NOTE: I watched this series in English
Series in one sentence:
I get a private stalker to drive me to school.
Series in more sentences:
A sassy demon girl from a prestige family moves to a special
apartment for highly valued demons and gets assigned a slavish bodyguard
she never asked for.
Soap opera in anime form. But while it feels like cheap fanfiction, it worked for me.
It has a story only an emotional teenage girl with raging hormones could
appreciate, yet I loved it enough to buy it on DVD after shamelessly
watching it on an illegal phone app. Don't call the police on me, this
is long ago, I'm a (mostly) reformed criminal.
It only has a few episodes, and I have yet to figure out my feelings on
that. I would've liked more, but I don't think the manga series is
something fellow fans would like to see animated in full, as it has no
happy ending. (UPDATE: wait, now it kinda does? That's what you get when you review something you've watched years ago.)
The show keeps things cheery and cute, even with the introduction of a
man-hating lesbian pedophile, an SM sex addict, and the clear
insinuation that the bodyguard was once a soulless male prostitute.. But
honestly, this is all standard anime stuff.
The bodyguard character, Sōshi, annoyed me a little in the beginning.
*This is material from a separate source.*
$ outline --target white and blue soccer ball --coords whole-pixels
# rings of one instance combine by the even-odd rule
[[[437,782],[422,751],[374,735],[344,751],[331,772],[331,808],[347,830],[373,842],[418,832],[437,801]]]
His watery eyes and continuous rambling about how he's a dog and not
worthy of anything was unnecessary, but I guess it always stopped before
it made me uncomfortable. At the end of the series, I understood his
behaviour to some degree.
I would've liked for the girl, Ririchiyo, to have been more distant and
mean, but the series puts great focus on the relationship with her
bodyguard and her inner struggles to socialize, and that's enough. It's
these two characters you're the most eager to see on screen.
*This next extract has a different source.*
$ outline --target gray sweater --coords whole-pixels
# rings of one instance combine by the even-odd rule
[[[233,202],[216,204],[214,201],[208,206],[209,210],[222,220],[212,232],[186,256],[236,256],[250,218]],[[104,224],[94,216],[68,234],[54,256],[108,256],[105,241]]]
The English dub was good as well, I liked the voice actors and preferred
the English confession scene over the Japanese one. Fight me.
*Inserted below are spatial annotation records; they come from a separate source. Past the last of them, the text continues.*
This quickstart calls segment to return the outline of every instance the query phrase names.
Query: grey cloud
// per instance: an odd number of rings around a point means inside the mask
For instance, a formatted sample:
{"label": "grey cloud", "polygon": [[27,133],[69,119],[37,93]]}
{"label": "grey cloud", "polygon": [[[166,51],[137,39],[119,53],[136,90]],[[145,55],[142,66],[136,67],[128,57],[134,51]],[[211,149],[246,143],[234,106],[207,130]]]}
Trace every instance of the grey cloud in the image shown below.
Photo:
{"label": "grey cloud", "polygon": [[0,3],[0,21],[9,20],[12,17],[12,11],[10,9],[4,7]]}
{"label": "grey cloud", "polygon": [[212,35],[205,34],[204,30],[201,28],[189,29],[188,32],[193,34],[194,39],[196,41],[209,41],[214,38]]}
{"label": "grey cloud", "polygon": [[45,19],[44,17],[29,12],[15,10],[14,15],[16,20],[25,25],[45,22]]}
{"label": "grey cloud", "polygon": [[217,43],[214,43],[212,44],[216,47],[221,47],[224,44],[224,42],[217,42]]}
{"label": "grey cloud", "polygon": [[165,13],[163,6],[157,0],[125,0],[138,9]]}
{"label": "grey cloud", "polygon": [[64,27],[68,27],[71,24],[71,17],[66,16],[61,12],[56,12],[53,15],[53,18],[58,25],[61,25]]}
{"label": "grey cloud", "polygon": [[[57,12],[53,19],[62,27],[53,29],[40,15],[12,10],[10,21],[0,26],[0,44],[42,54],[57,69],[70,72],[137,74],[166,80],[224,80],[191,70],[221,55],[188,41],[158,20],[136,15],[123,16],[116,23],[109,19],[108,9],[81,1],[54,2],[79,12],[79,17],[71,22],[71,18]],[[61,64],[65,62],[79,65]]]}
Now, I can't say these type of animes are on the same level as Attack on
Titan or Elfen Lied, but it did something rare I wished more shows did;
which is getting to the point. It never lost its focus or pushed it
aside by distracting viewers with an abundance of filler episodes,
except for one time. The romance between Ririchiyo and Sōshi was all
that mattered.
Yes. The actually really inappropriate romance between a 15 year old girl and a 22 year old man.
I don't care that Japan has a lower age of consent, in some places
that's 8, and I dearly hope people won't casually cheer on a love story
from one of those communities, fictional or otherwise. Inu X Boku truly
didn't need this age gap in order for the story to work, so why on
Earth..?
Something else that could've been left out was the demon aspect, it was
hardly of any importance to the story. Every one of these characters
could've been a normal human being, just replace the few episodes that
included a demon attack with something else. But maybe the fault of this
was the studio's decision to only cover the first chapter of the comic.
So, well, as you can conclude, not a flawless show, but I didn't start
off my review claiming it was. This is like a big sugary cake with some
unnecessary ingredients sprinkled on, but if you like sugar, eating this
thing will leave you with a big satisfied smile.
And hey, if weird stuff like Twilight and Fifty Shades of Grey can find
an audience, then this objectively better series can too.